For Smoked Meats and Sausages, Try Côtes du Rhône Reds
Côtes du Rhône, in France, is famous for its kitchen-sink-style red blends (the region permits over 20 grape varieties for use). But a few things underpin almost all Côtes du Rhône reds that make them a great choice for smoked meats and sausages. They’re usually based on Grenache or Syrah, both of which make wines that are robust, fruity, smoky, and savory. They also are complex enough to make you want to drink more, but not so complex that they distract you from your primal urges to engulf that tasty smoked meat. Finally, they are often inexpensive, and an excellent value that tends to please all of the red wine drinkers at a barbecue.
For a backup, Spanish Tempranillo is a good choice, as it offers cherry fruits with enough wood and smoke aromas to give smoked meats a run for their money.
For Salads, Try New Zealand Sauvignon Blanc
Hey, you need some leafy greens to offset the damage of all of that tasty barbecue meat, right? Salads can actually be fairly complex menu items, both in terms of the various flavors involved and the textures of the ingredients (think about how complex goat cheese is all by itself, let alone combined with spinach, toasted nuts, and dressing). New Zealand Sauvignon Blanc is a white wine that will deliver in spades here. They often have complex aromas of citrus and tropical fruits, along with fresh vegetables and herbs.
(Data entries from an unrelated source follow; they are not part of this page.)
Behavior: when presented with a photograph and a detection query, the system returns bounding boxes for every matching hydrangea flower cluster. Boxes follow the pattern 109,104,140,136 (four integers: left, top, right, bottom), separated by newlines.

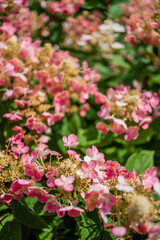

0,134,160,239
63,11,125,58
121,0,160,46
40,0,85,16
0,32,100,142
95,85,159,141
0,0,49,37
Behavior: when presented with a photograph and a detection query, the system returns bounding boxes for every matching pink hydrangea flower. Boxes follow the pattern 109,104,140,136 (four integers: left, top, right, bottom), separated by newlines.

45,167,58,187
111,118,127,135
111,226,127,237
66,150,82,162
3,113,22,121
11,142,29,155
142,167,159,189
62,134,79,147
100,160,121,179
77,160,98,179
96,122,108,135
26,117,47,134
153,181,160,195
10,179,35,194
84,145,105,166
25,162,42,181
149,93,159,108
59,206,84,217
44,195,65,217
27,187,48,203
115,175,134,192
54,175,75,192
124,126,139,141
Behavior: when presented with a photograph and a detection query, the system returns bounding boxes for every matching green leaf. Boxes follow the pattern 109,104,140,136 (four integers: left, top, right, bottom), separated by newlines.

75,210,112,240
112,55,130,69
112,0,130,4
0,219,22,240
11,199,48,229
125,150,154,175
108,4,123,19
150,74,160,84
130,128,155,145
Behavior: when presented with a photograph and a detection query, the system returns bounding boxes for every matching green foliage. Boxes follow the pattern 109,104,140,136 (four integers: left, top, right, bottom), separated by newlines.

76,210,112,240
125,150,154,175
0,219,22,240
108,4,123,19
11,199,48,229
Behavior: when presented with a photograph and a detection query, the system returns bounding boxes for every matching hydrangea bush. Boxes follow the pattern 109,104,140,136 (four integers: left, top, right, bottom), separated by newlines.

0,0,160,240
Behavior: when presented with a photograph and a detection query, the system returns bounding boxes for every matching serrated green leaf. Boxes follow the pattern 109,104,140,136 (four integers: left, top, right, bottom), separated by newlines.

125,150,154,175
75,209,112,240
0,219,22,240
11,200,48,229
112,55,130,69
108,4,123,19
150,74,160,84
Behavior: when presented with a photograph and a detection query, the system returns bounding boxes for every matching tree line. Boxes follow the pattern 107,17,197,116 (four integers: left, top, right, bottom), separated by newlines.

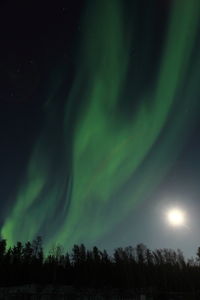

0,237,200,293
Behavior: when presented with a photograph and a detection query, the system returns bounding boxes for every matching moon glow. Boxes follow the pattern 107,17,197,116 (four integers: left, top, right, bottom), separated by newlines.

167,208,185,227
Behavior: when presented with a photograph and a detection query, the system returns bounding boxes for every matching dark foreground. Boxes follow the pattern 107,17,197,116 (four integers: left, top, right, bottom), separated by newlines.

0,237,200,300
0,285,200,300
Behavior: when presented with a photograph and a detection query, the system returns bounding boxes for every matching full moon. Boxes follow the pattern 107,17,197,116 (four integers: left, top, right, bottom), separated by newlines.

167,208,185,227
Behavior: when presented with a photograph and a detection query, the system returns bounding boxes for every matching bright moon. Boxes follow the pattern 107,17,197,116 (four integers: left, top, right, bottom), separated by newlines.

167,209,185,227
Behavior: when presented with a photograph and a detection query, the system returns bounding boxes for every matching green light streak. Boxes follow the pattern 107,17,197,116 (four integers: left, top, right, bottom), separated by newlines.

2,0,200,246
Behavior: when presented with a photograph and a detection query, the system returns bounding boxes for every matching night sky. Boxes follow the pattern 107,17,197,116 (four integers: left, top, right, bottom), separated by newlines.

0,0,200,256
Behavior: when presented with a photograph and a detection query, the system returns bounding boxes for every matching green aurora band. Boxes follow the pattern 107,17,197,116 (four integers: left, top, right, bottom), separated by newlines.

1,0,200,248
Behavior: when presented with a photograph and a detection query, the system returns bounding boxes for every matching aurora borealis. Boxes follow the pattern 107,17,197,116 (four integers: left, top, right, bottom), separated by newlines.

1,0,200,255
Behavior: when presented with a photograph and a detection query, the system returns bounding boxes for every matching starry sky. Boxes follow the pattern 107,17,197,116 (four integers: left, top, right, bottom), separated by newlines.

0,0,200,256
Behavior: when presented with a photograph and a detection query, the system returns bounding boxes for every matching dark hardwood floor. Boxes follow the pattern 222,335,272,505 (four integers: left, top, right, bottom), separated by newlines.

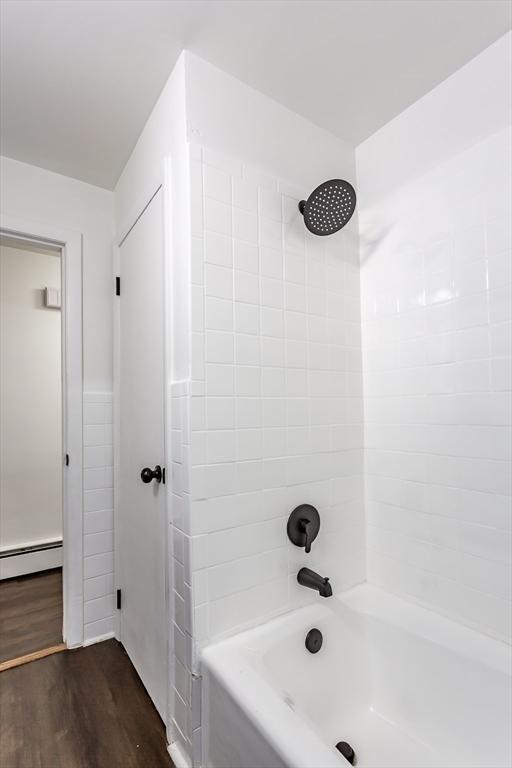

0,640,172,768
0,568,62,662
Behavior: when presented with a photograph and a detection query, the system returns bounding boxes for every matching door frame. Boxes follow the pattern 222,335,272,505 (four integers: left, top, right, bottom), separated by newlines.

112,166,174,728
0,216,84,648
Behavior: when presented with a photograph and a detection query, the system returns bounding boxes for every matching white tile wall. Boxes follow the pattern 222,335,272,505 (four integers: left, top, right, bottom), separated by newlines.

170,148,365,754
83,392,115,642
360,130,512,640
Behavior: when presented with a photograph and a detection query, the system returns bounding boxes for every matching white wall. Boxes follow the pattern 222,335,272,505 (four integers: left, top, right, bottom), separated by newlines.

357,35,512,639
0,152,114,642
0,244,62,549
0,157,114,391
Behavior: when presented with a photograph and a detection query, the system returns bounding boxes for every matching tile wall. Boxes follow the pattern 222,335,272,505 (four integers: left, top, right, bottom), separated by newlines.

360,129,512,640
171,148,365,764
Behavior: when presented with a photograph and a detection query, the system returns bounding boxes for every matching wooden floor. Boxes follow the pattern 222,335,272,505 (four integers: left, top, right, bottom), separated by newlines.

0,568,62,662
0,640,172,768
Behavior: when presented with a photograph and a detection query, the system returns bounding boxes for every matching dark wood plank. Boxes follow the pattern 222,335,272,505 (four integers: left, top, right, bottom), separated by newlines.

0,568,62,661
0,640,172,768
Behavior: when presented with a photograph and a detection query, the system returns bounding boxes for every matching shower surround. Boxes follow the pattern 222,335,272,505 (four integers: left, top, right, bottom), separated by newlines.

356,35,512,642
171,146,365,759
116,36,510,766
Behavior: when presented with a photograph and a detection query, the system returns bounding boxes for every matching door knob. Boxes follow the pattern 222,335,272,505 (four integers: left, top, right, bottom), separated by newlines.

140,464,162,483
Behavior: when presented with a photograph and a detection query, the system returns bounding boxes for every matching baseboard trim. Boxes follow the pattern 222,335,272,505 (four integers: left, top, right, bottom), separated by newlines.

84,632,115,648
167,741,192,768
0,545,62,581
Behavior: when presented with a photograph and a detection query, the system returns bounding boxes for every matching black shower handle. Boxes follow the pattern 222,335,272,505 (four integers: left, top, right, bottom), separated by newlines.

300,518,311,554
140,464,163,483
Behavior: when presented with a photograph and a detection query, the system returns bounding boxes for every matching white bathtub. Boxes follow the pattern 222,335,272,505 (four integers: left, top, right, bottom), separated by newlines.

203,585,512,768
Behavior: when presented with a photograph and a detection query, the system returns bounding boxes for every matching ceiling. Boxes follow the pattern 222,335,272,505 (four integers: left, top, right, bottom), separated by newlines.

0,0,511,189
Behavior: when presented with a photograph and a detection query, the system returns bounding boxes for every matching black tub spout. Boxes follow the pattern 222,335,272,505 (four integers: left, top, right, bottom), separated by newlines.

297,568,332,597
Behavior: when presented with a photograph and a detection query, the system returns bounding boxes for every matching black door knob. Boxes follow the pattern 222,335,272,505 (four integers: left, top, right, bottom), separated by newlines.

140,464,162,483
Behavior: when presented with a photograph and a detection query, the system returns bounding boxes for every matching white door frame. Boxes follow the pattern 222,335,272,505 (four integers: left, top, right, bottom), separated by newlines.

0,216,84,648
112,165,174,728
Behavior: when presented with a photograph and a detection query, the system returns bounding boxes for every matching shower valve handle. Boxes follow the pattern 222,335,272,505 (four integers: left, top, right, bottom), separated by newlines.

140,464,163,483
286,504,320,553
300,518,311,554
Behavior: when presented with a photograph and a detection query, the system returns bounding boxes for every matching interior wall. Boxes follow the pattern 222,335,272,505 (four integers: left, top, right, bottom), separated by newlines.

0,157,114,391
0,244,62,549
0,157,115,642
356,35,512,640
The palate is tangy and vibrant, and stays tasty even after the wine warms up.
As a backup, look for Portuguese Alvarinho. It’s usually a good bargain, offering intense lemony refreshment with a little kiss of tropical fruit sweetness.
For Veggie Burgers, Try Provence Rosé
France’s Provence is the world’s standard-bearer when it comes to dry rosé wines, and dry rosé is really where you want to be when it comes to the complex texture of veggie burgers (many of which end up being surprisingly spicy). The vibrancy of a good Provence Rosé will hold its own with just about any grilled veggie burger recipe, and has the added bonus of being fun to drink on its own.
Your backup plan? Rioja rosé from Spain. These Tempranillo-based rosés are inexpensive, fruity, and vivacious, and are versatile enough that they can pair with almost any food.
Now that you are armed with information (and a couple of bits of wine trivia with which to impress your friends), go forth and barbecue – and don’t forget the wine!